Wildhurst's production facility lies two miles north of the little town of Kelseyville, in the alluvial flood plain of Clear Lake and surrounded by vineyards and pear orchards.

Built in 1997, the winery lies next to the former Holdenried packing shed and storage facility - for in addition to being grape growers the family owns several hundred acres of pears.

The very finest in technology was brought in during construction, and Wildhurst boasts a Bucher bladder press, temperature-controlled fermentation tanks, small, open-top fermenters for the single vineyard red wine lots, and French and American oak barrels from superior sources in Nevers, Troncais and the Mississippi River Valley.

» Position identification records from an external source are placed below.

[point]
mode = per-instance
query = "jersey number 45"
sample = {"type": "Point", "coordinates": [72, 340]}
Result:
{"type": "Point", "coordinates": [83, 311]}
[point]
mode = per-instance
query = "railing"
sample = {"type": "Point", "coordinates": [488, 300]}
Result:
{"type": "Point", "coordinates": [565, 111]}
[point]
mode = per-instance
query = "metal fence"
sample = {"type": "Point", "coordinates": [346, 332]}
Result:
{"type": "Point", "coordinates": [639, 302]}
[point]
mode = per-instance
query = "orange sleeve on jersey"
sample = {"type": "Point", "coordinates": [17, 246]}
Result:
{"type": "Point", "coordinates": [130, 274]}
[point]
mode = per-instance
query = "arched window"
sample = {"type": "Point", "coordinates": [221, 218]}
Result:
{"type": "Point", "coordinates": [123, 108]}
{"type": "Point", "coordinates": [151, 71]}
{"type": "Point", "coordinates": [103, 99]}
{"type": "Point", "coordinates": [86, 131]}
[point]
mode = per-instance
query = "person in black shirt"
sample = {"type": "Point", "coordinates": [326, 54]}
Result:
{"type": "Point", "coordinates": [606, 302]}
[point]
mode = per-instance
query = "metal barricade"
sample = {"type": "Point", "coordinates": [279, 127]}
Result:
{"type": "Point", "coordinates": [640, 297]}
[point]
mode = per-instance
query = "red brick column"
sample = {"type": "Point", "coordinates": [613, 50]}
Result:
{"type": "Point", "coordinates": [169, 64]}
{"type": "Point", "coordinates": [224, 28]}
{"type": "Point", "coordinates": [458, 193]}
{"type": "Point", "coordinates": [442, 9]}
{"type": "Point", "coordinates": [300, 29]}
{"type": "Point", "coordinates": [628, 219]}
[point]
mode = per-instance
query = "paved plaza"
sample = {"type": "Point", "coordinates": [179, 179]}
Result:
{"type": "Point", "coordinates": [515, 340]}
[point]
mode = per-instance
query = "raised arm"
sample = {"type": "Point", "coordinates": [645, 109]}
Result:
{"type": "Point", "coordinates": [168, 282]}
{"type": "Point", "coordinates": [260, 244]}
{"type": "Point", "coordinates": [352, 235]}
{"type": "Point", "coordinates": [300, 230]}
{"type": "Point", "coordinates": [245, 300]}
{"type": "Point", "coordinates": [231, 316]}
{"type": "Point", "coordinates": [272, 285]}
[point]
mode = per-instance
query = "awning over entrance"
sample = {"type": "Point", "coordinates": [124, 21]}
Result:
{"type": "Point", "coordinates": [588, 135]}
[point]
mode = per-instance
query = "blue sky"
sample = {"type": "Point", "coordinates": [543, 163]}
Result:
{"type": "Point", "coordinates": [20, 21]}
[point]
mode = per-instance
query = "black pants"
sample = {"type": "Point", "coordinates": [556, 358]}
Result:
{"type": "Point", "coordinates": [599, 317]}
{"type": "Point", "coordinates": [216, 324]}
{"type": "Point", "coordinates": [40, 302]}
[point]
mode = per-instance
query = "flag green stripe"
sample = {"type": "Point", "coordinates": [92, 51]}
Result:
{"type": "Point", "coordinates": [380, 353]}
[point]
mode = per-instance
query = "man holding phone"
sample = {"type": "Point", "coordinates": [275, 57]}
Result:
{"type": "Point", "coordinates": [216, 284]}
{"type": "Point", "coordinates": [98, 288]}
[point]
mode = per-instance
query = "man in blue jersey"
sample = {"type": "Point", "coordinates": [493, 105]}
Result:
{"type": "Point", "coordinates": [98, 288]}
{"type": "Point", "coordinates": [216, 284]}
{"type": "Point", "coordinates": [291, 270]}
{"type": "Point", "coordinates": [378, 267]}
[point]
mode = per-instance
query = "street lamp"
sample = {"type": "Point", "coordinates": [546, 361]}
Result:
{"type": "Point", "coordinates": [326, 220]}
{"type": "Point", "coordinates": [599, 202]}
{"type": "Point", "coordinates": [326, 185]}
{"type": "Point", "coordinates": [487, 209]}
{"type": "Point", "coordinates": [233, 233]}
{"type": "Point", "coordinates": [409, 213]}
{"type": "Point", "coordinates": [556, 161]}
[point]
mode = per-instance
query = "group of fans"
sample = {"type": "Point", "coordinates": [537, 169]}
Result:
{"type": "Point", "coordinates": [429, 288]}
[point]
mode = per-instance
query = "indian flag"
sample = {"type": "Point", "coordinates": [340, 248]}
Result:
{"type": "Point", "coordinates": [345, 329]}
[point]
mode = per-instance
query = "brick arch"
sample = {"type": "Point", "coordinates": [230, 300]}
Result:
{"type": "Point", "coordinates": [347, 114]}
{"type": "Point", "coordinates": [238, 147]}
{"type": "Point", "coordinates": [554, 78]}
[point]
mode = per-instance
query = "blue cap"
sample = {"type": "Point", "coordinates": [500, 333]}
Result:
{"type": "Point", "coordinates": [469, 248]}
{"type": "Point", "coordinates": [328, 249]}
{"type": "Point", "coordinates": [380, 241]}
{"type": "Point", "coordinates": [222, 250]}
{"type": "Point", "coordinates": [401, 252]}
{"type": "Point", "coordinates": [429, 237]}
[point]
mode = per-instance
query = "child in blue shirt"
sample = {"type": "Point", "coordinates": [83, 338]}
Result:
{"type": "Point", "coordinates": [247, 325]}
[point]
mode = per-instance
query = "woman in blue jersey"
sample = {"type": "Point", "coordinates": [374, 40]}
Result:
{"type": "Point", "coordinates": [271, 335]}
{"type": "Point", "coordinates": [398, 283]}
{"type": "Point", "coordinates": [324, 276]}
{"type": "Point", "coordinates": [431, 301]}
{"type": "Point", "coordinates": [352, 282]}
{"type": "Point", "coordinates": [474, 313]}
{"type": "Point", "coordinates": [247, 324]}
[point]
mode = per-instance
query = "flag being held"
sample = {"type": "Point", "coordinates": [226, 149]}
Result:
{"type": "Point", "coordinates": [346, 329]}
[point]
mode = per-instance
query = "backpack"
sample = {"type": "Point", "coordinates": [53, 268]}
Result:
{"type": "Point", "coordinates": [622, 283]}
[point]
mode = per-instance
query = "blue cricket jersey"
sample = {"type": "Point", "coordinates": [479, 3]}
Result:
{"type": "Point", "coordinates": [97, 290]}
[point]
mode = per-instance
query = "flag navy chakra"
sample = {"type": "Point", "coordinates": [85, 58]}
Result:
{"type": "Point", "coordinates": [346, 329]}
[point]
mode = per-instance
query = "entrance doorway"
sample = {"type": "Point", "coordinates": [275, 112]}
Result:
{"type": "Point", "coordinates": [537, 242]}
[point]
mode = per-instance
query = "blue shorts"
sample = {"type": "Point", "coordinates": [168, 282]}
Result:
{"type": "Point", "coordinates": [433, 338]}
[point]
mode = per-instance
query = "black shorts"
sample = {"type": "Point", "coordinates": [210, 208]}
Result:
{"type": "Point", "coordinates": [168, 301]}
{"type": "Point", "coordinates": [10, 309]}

The Winemaker, Banyon Kirkendall

Banyon Kirkendall grew up in Lake County and started his career as a grill cook at Park Place restaurant in Lakeport.  He eventually left that job to work as a firefighter in remote forests.  The new job was seasonal though so he filled his summers fighting fires and stepped back into the kitchen during the winter months.  He also spent the summer months attending junior college.  While cooking in high-end kitchens in Sonoma County, his pallet was spoiled with sea  bass, filet mignon, and a wide variety of expensive fine wines.  The combination of consuming these pleasures and never missing a viticulture class was quickly luring him into the wine business.

He eventually left his job in the kitchen and was hired on at a vineyard management company to manage vineyards in the Dry Creek appellation. This new job lit a passion for the wine industry, and weighed in heavily on his decision for a career change. 

A short time later he heard through the grape vine that a winemaker in his home town needed an assistant.  This Winemaker, Mark Burch, decided to test him and he spent his first week on the fun-filled, muggy, boring, ear piercing bottling line.  He couldn’t scare him away.

After two weeks into the crush of 2002, he was sold as wanting to become a Winemaker. One and a half years later, he was enrolled as an Enology major at Fresno State University. He had the opportunity to perform fermentation on biodynamic farmed grapes, and followed up on distilling them with a modern copper German still. Brandy production and the art of distillation were being embedded in him like red wine on white carpet.

He spent the next three years working with Mark at Wildhurst, producing a variety of wines from many different parcels of land.  He is very confident in making wine from Lake county fruit, as well as becoming a key player in the promotion and production of Lake County wines as the Winemaker at Wildhurst.